En effet, la fâcheuse tendance qu’à eu l’affaire à ressortir avec une supposée avancée lors des rendez-vous les plus importants des saisons suivantes coûtera cher au vainqueur du Tour des Flandres en 2007. Il quitte la Lampre à l’intersaison 2009-2010, plus tout à fait en odeur de sainteté avec l’énigmatique Giuseppe Saronni, et rejointla nouvelle armada BMC. Cependant, quelques mois plus tard seulement, l’Italien voit sa campagne de classiques anéantie par la décision de Jim Ochowicz : le manager général de la formation américaine le suspend provisoirement en interne. En cause, les dernières révélations au sujet de l’affaire Mantoue, qui coûteront aussi à Ballan sa place sur le Giro 2011. Une affaire qui devient une casserole encombrante mais indéfiniment accrochée au coureur transalpin.

Trois années de galère

Si l’on prend le temps de s’attarder sur le cas de l’ancien maillot irisé, âgé de 34 ans aujourd’hui, c’est bien en raison de ses derniers résultats et de sa forme actuelle. Au top entre 2007 et 2009 – période durant laquelle il remporte notamment un championnat du Monde et un Ronde, devenant l’un des meilleurs coureurs de classiques -, son irrésistible ascension s’est clairement freinée. Stoppé malgré lui dans son élan en 2010, auteur d’un unique top 10 sur l’Enfer du Nord en 2011, il n’y a qu’en 2012 qu’on a revu le Ballan des grands jours sur les flandriennes qu’il adore tant. Il terminait cette année là sur la troisième marche du podium des deux monuments pavés de l’année, tout en remportant l’étape reine de l’Eneco Tour au sommet du Mur de Grammont. Mais 2013 signa le retour des galères puisqu’une terrible chute durant sa préparation hivernale lui ruina presque totalement son année. Victime d’une grave fracture des côtes et d’une ablation de la rate, Ballan subit un coup d’arrêt énorme…  Il le sait déjà, il ne sera pas simple de retrouver ce coup de pédale qui lui avait permis de jouer la gagne sur les plus belles courses du calendrier.

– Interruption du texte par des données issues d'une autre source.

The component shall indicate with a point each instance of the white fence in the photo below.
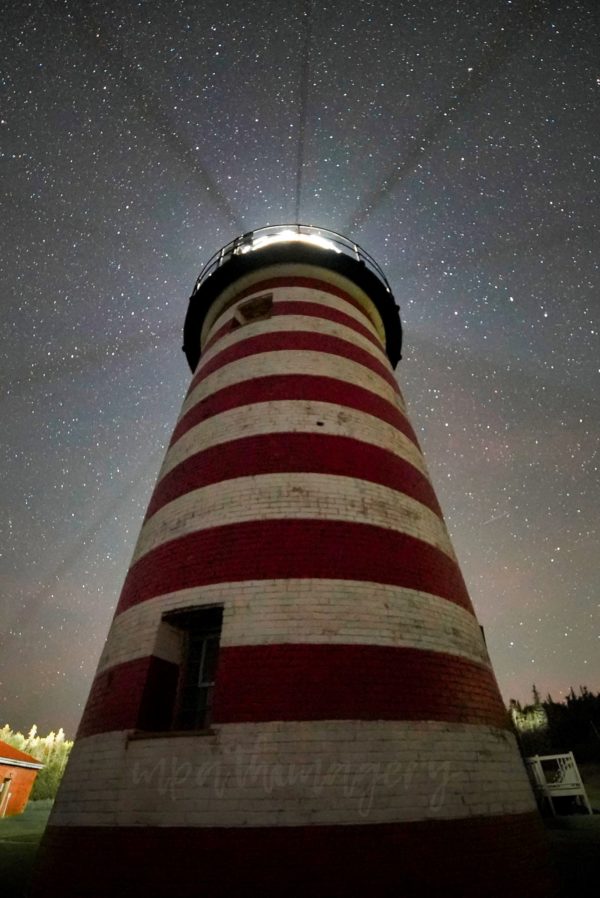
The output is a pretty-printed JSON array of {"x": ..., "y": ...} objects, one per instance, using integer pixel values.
[{"x": 553, "y": 776}]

Désormais, la question ne se pose plus. L’opération rachat peut une nouvelle fois attendre, avec cette suspension tombée pile poil avant le début de la saison aux antipodes. Licencié avec effet immédiat deux jours après l’annonce du CONI, Ballan est désormais totalement esseulé et ne peut compter que sur quelques rares soutiens, dont celui de Cadel Evans et de ses proches. A mi-chemin entre la force de la trentaine et l’usure de la quarantaine, Ballan ne s’appelle sûrement pas Chris Horner et ne gagnera probablement pas un Paris-Roubaix haut la main à 42 ans, en 2022. Non, soyons sérieux, après trois années blanches, l’un des symboles du glorieux cyclisme italien des années 2000 risque de ne jamais redevenir celui qu’il a été, malgré un moral qui a fait ses preuves. Si l’expérience sera toujours primordiale dans les classiques du nord, les jeunes pointent déjà le bout de leur nez. A l’heure où Boonen, Schleck et Contador tirent la langue face à la fougue d’une partie du peloton, un Ballan de deux ans plus vieux sera sans aucun doute incapable de leur mettre des bâtons dans les roues.

Aujourd’hui, on se demande donc quelle attitude va adopter le clan Ballan. Continuer ? Mais dans quel but ? Et surtout qui voudra bien le reprendre en 2016 avec les nouvelles considérations du MPCC, majoritaire au niveau professionnel ? D’autant que ses plus belles années sont derrière lui, et son palmarès ne suffira pas pour trouver une équipe. Tout arrêter ? C’est une solution que le principal intéressé ne dément pas formellement, regrettant à l’occasion une sentence tardive et un prix trop fort. Si on imagine aisément la complexité du dossier, on ne peut que se montrer perplexe vis-à-vis de six années de tractations. Une situation malheureusement trop classique qui devrait amener à réfléchir, même au sein du CONI.